Two points catch engagers out. First, Employment Allowance cannot be set against payments to deemed employees [3]. Second, the deemed employer does not deduct student or postgraduate loan repayments; the worker settles those through Self Assessment instead, a point covered in the guide to student loan deductions [2]. Off-payroll workers are also not entitled to statutory payments or automatic pension enrolment from the deemed employer, because their employment sits with their own intermediary [3]. Platforms embedding UK payroll through an HMRC-recognised payroll API can apply the off-payroll indicator programmatically, so the compliance detail is handled without a separate manual process.
Conclusion
IR35 is less a single tax and more a status test with tax consequences. The meaning that matters in practice is this: the label on the contract does not decide the treatment, the reality of the working relationship does, and the party best placed to judge that reality now carries the responsibility for getting it right. For a small engager, that party is the contractor's own company. For everyone larger, it is the client.

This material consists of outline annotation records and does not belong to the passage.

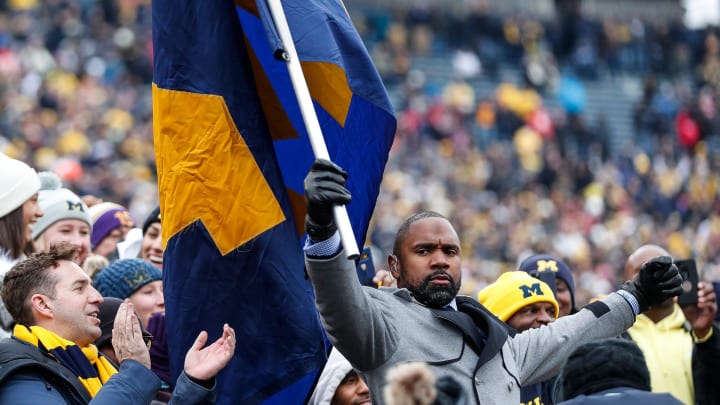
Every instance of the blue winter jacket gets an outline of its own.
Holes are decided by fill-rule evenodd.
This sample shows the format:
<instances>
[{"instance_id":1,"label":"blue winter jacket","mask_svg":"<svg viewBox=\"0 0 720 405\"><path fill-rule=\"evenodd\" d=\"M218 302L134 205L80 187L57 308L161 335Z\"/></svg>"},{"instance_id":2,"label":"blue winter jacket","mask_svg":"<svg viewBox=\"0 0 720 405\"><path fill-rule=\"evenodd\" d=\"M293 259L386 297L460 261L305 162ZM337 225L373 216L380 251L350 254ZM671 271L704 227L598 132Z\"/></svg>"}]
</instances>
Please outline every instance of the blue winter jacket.
<instances>
[{"instance_id":1,"label":"blue winter jacket","mask_svg":"<svg viewBox=\"0 0 720 405\"><path fill-rule=\"evenodd\" d=\"M149 404L160 378L141 363L123 361L94 398L69 369L37 347L15 338L0 341L0 404L13 405L139 405ZM215 389L178 378L172 405L214 403Z\"/></svg>"}]
</instances>

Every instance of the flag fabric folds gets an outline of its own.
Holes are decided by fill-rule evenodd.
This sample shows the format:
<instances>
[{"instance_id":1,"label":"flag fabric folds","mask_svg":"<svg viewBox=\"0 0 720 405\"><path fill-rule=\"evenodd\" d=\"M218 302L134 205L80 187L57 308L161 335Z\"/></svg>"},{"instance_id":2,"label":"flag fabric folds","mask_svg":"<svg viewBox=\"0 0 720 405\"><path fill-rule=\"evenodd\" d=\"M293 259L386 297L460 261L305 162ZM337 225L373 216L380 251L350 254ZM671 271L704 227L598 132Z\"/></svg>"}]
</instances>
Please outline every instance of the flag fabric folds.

The direction of travel is towards clearer determinations and better tooling, with HMRC continuing to refine both its guidance and the CEST service. For any business that engages contractors alongside a conventional workforce, the sensible response is to treat status determination as a standing payroll process, not a one-off decision, and to keep the two worker populations cleanly separated in the payroll system that reports them.
Frequently asked questions
Does IR35 apply to sole traders?
No. IR35 applies where a worker provides services through an intermediary such as a personal service company, a partnership or another individual [2]. A genuine sole trader has no intermediary, so a different employment status test applies to them directly. Businesses engaging sole traders still need to check that the person is genuinely self-employed, but that is a separate question from the off-payroll working rules.
Who is responsible for deciding IR35 status?
For public-sector clients and medium or large private-sector clients, the client decides and issues a status determination statement [2]. For a small client outside the public sector, the worker's own intermediary decides [2]. A client counts as small until it exceeds the Companies Act size thresholds for two consecutive financial years [6].
What does inside IR35 mean for take-home pay?
Inside IR35 means the fee is treated as employment income, so PAYE and employee National Insurance are deducted before the worker's company receives it [3]. This usually reduces net income compared with an outside-IR35 engagement, where the worker draws a mix of salary and dividends. The deemed employer also pays employer National Insurance on top of the fee, which cannot be deducted from the worker [3].
Can HMRC challenge an IR35 status decision?
Yes. Both the worker and a deemed employer who is not the client can challenge a determination they believe is wrong, and the client must respond within 45 days [3]. HMRC can also review determinations, and will stand behind a CEST result only where the information provided was accurate and matched its guidance [4]. Keeping the reasoning and evidence behind each determination on file is the best protection.